Magnetic field amplification by shocks in galaxy clusters: application to radio relics

TL;DR

This paper explores how shock-induced vorticity and compressive effects in galaxy cluster mergers can amplify magnetic fields, explaining observed radio relic properties without relying solely on turbulence.

Contribution

It proposes that vorticity generated by shocks, combined with upstream pressure support, can sufficiently amplify magnetic fields in galaxy clusters, offering a new explanation for radio relic magnetic properties.

Findings

Vorticity from shocks can amplify magnetic fields to observed levels.

Compressional effects explain high polarization in radio relics.

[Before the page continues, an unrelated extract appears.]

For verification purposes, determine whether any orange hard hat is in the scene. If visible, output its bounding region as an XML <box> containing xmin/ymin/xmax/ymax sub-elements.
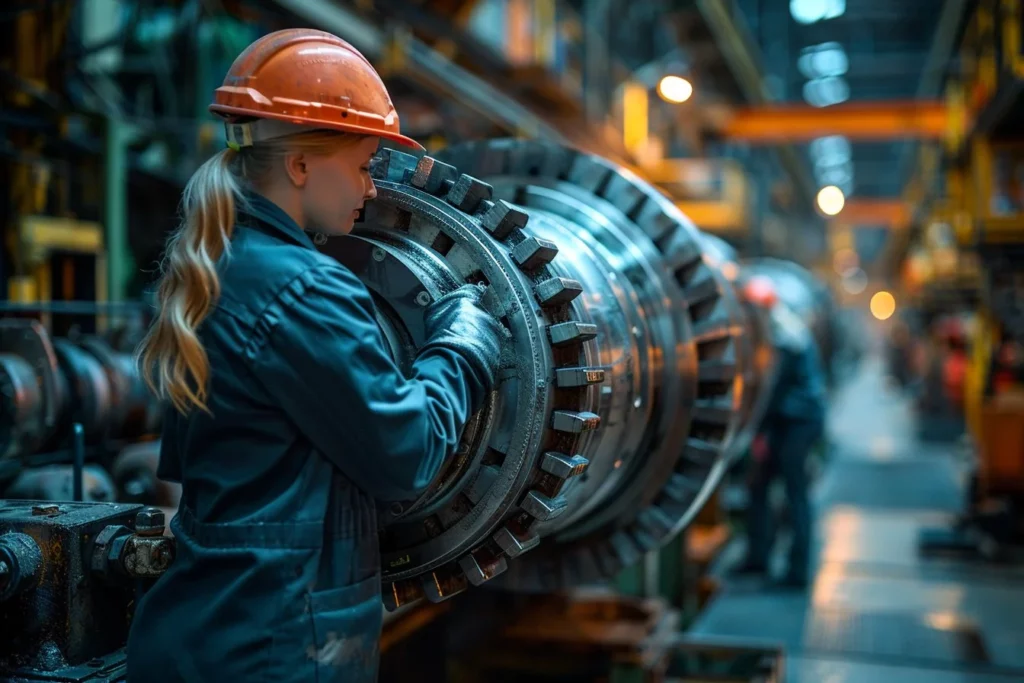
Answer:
<box><xmin>210</xmin><ymin>29</ymin><xmax>423</xmax><ymax>150</ymax></box>
<box><xmin>742</xmin><ymin>275</ymin><xmax>778</xmax><ymax>308</ymax></box>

ICM clumping has negligible impact on magnetic amplification.

Abstract

Merger shocks induce turbulence in the intra-cluster medium (ICM), and, under some circumstances, accelerate electrons to relativistic velocities to form so-called radio relics. Relics are mostly found at the periphery of galaxy clusters and appear to have magnetic fields at the microGauss level. Here we investigate the possible origins of these magnetic fields. Turbulence produced by the shock itself cannot explain the magnitude of these fields. However, we argue that if the turbulent pressure support in the ICM upstream of the merger shock is of the order of 10 to 30 percent of the total pressure on scales of a few times 100 kpc, then vorticity generated by compressive and baroclinic effects across the shock discontinuity can lead to a sufficient amplification of the magnetic field. Compressional amplification can explain the large polarisation of the radio emission more easily than dynamo turbulent amplification. Finally, clumping of the ICM is shown to have a negligible effect on magnetic field amplification.